Complicating the surplus of chips, Micron, one of the few U.S. manufacturers, has improved its manufacturing to the point where its chips can be made for $2.50 each. Other manufacturer's costs remain higher. Some analysts have estimated that manufacturing costs can be as a high as $5.50 to $6 at certain plants.

"They [Micron] have become a market share factor in 16-megabit DRAM where they weren't before," Bonner said.

Although descending prices have driven a number of manufacturers to suspend or completely abandon the memory market, the Taiwanese manufacturers earlier this year vowed to ramp up memory production.

A TI-Acer executive confirmed that Texas Instruments has developed advanced process technology for 16-megabit DRAM manufacturing, according to the Commercial Times. This technology will propel production in 1998, as half of the manufacturing processes with this new technology will be devoted to making 16-megabit DRAM and half to 64-megabit DRAM.

This year, TI-Acer is experiencing the worst performance in its seven years of operations. The company has twice reduced its estimates. With prices of 16-megabit DRAMs falling, the company expects to report $2.67 billion (Taiwanese dollars) in pretax losses in 1997, the Commercial Times said.

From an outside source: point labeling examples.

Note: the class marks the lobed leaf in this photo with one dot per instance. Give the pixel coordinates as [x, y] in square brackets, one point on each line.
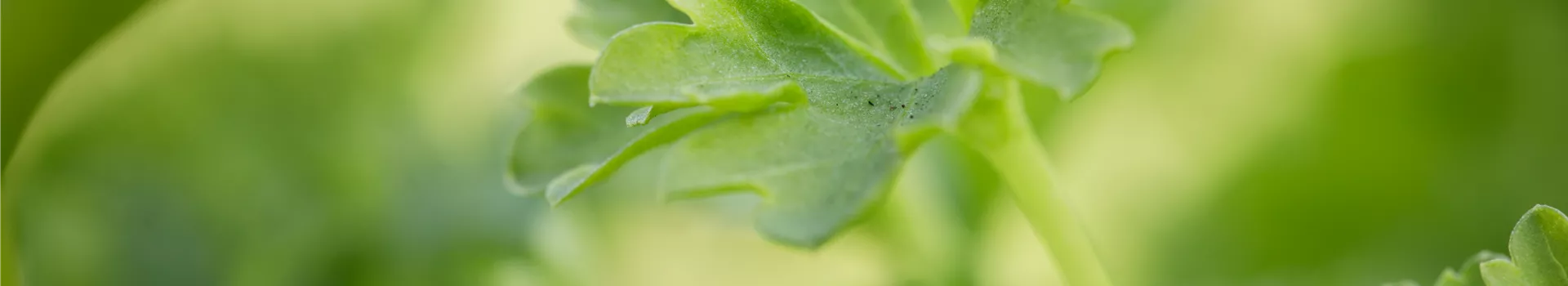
[562, 132]
[813, 118]
[1049, 42]
[1540, 245]
[596, 20]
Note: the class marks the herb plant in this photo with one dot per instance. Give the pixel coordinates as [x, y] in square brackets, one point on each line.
[1539, 247]
[814, 110]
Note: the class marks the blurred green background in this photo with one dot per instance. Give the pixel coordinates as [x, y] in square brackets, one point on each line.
[366, 142]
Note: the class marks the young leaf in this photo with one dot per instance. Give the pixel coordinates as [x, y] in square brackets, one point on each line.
[1470, 272]
[1540, 245]
[816, 112]
[821, 163]
[564, 132]
[1501, 272]
[596, 20]
[888, 27]
[1048, 42]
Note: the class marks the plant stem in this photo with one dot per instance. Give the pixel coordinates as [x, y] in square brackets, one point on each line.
[1021, 163]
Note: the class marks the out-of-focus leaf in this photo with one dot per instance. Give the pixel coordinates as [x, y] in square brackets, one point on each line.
[1501, 272]
[1540, 245]
[1049, 42]
[596, 20]
[1402, 284]
[38, 41]
[214, 143]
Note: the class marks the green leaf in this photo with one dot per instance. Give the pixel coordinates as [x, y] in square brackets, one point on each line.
[1501, 272]
[1470, 272]
[888, 27]
[817, 123]
[938, 18]
[564, 132]
[596, 20]
[1540, 245]
[1402, 284]
[1048, 42]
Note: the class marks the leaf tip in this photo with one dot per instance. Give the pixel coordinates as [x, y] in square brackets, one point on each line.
[567, 184]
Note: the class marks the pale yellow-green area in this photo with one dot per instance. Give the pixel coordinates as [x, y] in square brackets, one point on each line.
[1169, 120]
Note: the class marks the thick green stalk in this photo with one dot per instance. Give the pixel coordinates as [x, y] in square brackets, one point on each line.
[1018, 158]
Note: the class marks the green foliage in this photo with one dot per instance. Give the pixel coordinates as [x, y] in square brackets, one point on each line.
[816, 115]
[211, 143]
[562, 132]
[1539, 247]
[596, 20]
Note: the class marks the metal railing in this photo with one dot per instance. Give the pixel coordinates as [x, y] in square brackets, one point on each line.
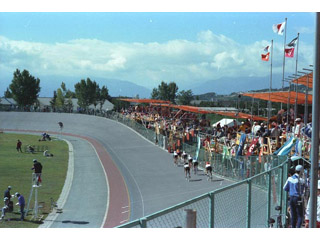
[250, 202]
[245, 204]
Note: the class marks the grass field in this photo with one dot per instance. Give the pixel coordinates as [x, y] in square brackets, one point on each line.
[15, 170]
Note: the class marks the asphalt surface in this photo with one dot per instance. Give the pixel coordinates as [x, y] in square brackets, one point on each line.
[151, 182]
[85, 206]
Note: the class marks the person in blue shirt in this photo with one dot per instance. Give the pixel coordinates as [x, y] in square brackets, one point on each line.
[21, 202]
[295, 187]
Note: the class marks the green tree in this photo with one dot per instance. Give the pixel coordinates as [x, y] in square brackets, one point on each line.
[185, 97]
[165, 92]
[25, 88]
[103, 95]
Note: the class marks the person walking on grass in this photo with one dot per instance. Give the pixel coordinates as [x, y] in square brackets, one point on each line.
[19, 144]
[295, 187]
[21, 202]
[37, 167]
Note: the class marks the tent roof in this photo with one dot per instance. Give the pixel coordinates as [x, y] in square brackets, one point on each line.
[242, 115]
[306, 80]
[144, 100]
[280, 96]
[223, 113]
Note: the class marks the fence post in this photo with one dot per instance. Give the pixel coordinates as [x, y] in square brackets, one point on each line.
[248, 225]
[143, 223]
[281, 191]
[190, 218]
[269, 196]
[211, 210]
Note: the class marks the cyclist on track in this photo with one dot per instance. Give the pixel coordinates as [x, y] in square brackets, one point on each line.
[184, 156]
[186, 167]
[175, 158]
[190, 160]
[195, 166]
[208, 170]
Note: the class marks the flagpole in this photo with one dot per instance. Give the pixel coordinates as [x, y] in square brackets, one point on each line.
[295, 104]
[284, 58]
[315, 127]
[270, 87]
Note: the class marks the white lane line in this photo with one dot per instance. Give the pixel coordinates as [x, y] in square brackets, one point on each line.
[124, 221]
[106, 177]
[65, 190]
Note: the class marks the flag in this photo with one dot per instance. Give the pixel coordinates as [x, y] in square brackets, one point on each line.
[286, 147]
[293, 43]
[252, 146]
[289, 52]
[266, 49]
[265, 57]
[279, 28]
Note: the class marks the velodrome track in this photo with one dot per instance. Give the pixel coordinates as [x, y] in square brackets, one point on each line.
[141, 178]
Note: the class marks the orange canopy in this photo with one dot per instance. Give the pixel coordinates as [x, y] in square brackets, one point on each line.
[242, 115]
[144, 100]
[304, 80]
[280, 97]
[202, 111]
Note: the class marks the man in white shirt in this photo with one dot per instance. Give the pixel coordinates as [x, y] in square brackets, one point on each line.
[307, 216]
[297, 128]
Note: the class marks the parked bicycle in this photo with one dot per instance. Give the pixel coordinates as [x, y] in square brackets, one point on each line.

Unit prices of 16-megabit chips dropped from the $12 range in early 1996 to above $7 at the start of 1997. In September, the chips were selling for between $5 and $6 in the spot market and for closer to $7 in the contract market. Most manufacturers buy their chips in volume in the contract market. Contract market prices, however, fall in league with prices in the spot market. Spot sellers generally deal in surplus or second-tier products.

The prices quoted are for prices in volume. Users do not see these price cuts directly, but do see the results in the price of memory modules.

Unlike memory chips, which are priced by megabit, modules are priced by megabyte, which is eight megabits.